NEW YORK (AP) — A one-time billionaire hedge fund founder tapped longtime friends who worked for public companies for secrets to earn tens of millions of dollars in illegal profits, a prosecutor told a jury Wednesday at what the government has described as the biggest hedge fund insider trading trial ever.
"Greed and corruption. That's what this case is all about," Assistant U.S. Attorney Jonathan Streeter told the jury in Manhattan at the start of his opening statement.
Raj Rajaratnam traded on secret information "again and again and again" between 2003 and 2009 as he operated a family of hedge funds at his New York-based hedge fund, Galleon Group LLC, Streeter said.
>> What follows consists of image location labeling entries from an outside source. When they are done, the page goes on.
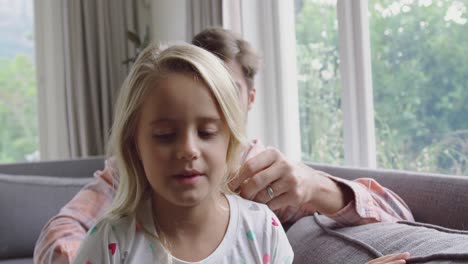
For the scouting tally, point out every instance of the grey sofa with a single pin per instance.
(31, 193)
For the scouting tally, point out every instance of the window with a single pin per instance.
(319, 83)
(18, 104)
(419, 81)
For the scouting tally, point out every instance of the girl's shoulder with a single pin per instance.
(106, 240)
(253, 213)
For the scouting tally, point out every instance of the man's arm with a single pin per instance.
(299, 190)
(61, 237)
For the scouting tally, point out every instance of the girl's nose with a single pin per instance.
(188, 149)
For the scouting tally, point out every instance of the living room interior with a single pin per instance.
(357, 89)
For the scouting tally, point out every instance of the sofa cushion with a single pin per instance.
(26, 204)
(317, 239)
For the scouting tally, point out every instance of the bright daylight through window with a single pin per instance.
(18, 103)
(419, 77)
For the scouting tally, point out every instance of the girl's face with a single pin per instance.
(182, 141)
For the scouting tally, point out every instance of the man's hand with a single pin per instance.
(295, 187)
(399, 258)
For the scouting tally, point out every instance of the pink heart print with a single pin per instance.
(273, 222)
(112, 248)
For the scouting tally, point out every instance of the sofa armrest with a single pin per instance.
(433, 198)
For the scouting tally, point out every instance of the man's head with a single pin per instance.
(238, 55)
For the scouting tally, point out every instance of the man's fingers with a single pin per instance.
(252, 166)
(259, 182)
(390, 259)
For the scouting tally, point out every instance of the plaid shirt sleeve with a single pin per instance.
(61, 237)
(372, 203)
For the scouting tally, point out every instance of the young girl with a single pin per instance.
(177, 139)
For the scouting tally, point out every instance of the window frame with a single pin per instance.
(269, 25)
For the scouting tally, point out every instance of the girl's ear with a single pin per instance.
(251, 98)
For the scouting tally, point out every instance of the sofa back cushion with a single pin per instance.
(26, 204)
(433, 198)
(318, 239)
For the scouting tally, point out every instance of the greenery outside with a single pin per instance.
(420, 81)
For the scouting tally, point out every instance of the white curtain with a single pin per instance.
(81, 45)
(202, 14)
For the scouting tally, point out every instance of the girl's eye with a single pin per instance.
(164, 137)
(207, 134)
The trial comes more than a year after prosecutors announced that they had raised the stakes in their effort to root out corruption on Wall Street by using wiretaps for the first time on a wide scale to eavesdrop on the private conversations of insiders at public companies and at hedge funds. Too often, they said, those calls revealed insider information being passed around casually.
Rajaratnam has pleaded not guilty to securities fraud and conspiracy to commit securities fraud. The Galleon founder, who has been free on $100 million bail since his October 2008 arrest, stood up briefly as his name was mentioned when jurors entered the room for opening statements.
Defense lawyer John Dowd told the jury "the evidence will show the government has it wrong. And the government has it wrong because it believed the word of unbelievable people."
He said the government "ignored the public record and failed to do its homework."